Crisi, aquile, galline e pavoni di P. Pagliani
Sette pensieri dopo la lettura dell’interessante analisi di Mauro Tozzato sulla prolusione del ministro Tremonti all’Università Cattolica di Milano.
1) Una prolusione all’Università Cattolica non poteva che pendere sul lato della morale. Serviva quindi il Tremonti della Domenica e non quello feriale. C’è chi per far audience politico si attacca a “L’isola dei famosi” e c’è chi si attacca all’”etica capitalistica”: a ciascuno il suo, secondo i propri talenti (come si dice nel Vangelo).

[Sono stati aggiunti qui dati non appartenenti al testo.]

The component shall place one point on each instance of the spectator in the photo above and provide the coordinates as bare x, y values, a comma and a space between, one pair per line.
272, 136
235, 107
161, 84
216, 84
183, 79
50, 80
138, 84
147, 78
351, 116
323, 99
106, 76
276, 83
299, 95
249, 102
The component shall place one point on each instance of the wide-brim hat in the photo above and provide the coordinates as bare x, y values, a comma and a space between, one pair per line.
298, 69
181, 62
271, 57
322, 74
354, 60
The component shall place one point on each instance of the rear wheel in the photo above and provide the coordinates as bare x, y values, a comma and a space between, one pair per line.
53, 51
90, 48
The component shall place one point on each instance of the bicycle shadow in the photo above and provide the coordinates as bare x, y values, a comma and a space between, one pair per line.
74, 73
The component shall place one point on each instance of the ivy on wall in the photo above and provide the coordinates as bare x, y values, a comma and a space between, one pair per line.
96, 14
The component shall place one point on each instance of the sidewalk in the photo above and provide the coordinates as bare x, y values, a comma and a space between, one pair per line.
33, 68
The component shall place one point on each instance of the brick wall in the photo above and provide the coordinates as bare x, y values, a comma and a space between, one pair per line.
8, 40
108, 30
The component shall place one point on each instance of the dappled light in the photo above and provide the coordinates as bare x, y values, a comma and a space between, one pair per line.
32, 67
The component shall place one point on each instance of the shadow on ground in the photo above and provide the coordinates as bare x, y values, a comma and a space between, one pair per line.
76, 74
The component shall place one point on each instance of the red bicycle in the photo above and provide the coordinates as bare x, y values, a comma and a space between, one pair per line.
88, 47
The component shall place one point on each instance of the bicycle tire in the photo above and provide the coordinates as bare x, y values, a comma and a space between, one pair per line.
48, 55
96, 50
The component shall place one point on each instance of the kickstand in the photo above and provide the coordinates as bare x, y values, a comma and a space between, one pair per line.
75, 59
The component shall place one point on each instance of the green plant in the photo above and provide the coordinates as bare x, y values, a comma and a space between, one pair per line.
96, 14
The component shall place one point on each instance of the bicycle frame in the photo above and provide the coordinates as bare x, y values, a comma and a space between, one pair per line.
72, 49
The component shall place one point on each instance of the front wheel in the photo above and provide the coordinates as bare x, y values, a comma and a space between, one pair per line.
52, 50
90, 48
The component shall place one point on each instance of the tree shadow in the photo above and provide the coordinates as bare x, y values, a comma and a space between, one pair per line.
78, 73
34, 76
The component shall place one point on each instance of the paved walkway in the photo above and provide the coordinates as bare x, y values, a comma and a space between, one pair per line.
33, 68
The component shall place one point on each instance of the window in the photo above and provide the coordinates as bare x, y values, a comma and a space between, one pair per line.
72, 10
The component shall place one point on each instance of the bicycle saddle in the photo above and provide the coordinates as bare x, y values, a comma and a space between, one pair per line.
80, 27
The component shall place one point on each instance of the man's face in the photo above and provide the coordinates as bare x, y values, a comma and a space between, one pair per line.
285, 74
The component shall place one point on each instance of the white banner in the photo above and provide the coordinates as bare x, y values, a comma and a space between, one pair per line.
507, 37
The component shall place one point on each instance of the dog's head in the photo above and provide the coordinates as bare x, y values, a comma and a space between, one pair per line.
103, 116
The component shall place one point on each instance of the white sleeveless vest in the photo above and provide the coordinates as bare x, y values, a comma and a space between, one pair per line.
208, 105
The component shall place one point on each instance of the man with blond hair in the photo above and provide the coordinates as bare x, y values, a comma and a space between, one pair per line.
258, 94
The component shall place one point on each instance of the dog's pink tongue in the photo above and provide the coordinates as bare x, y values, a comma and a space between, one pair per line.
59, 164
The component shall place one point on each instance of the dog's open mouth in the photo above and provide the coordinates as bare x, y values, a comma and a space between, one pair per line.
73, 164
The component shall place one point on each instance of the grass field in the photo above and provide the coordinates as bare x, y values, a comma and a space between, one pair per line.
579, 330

2) Il “Tremonti della Domenica” mi sembra ad ogni modo di caratura intellettuale più alta dei suoi corrispettivi di sinistra. Parole per parole, si confronti ad esempio questo discorso con le giustificazioni (si fa per dire) che Carlo Azeglio Ciampi diede in televisione per ribattere alle perplessità, anche da parte di conservatori come ad esempio l’ex ministro francese Charles Pasqua, sull’introduzione di una moneta, l’Euro, non governata da una politica (in un certo senso era il secondo “esperimento”, dopo il Cile di Pinochet coi suoi Chicago Boys, di una scelta monetarista fatta ”in vitro”); ebbene di fronte a questa sensatissima obiezione, il “grande economista” (per la sinistra) e “grande Presidente della Repubblica” (per la sinistra) rispose nel più classico modo solon-cialtronesco: “
3) Il “Tremonti della Domenica”, bene attrezzato di weberismo (“idealtipo” è un termine che personalmente non ho mai sentito usare dai ministri di sinistra), lamenta la perdita dell’etica protestante-capitalistica dell’intenzione e della responsabilità. Avrei molto da obiettare sul famoso studio di Max Weber, ma usando categorie di grana grossa, mi sento di dire che quest’etica è stata quella della fase proto-borghese e borghese del capitalismo (come già si capisce leggendo Marx), etica che è sparita nell’attuale fase post-borghese. Fase che non ritengo né ultima, né distribuita uniformemente in ogni angolo del globo, ma che qui da noi, in Occidente, è proprio quella che adesso c’è, con tutta la sua “carenza di eticità”.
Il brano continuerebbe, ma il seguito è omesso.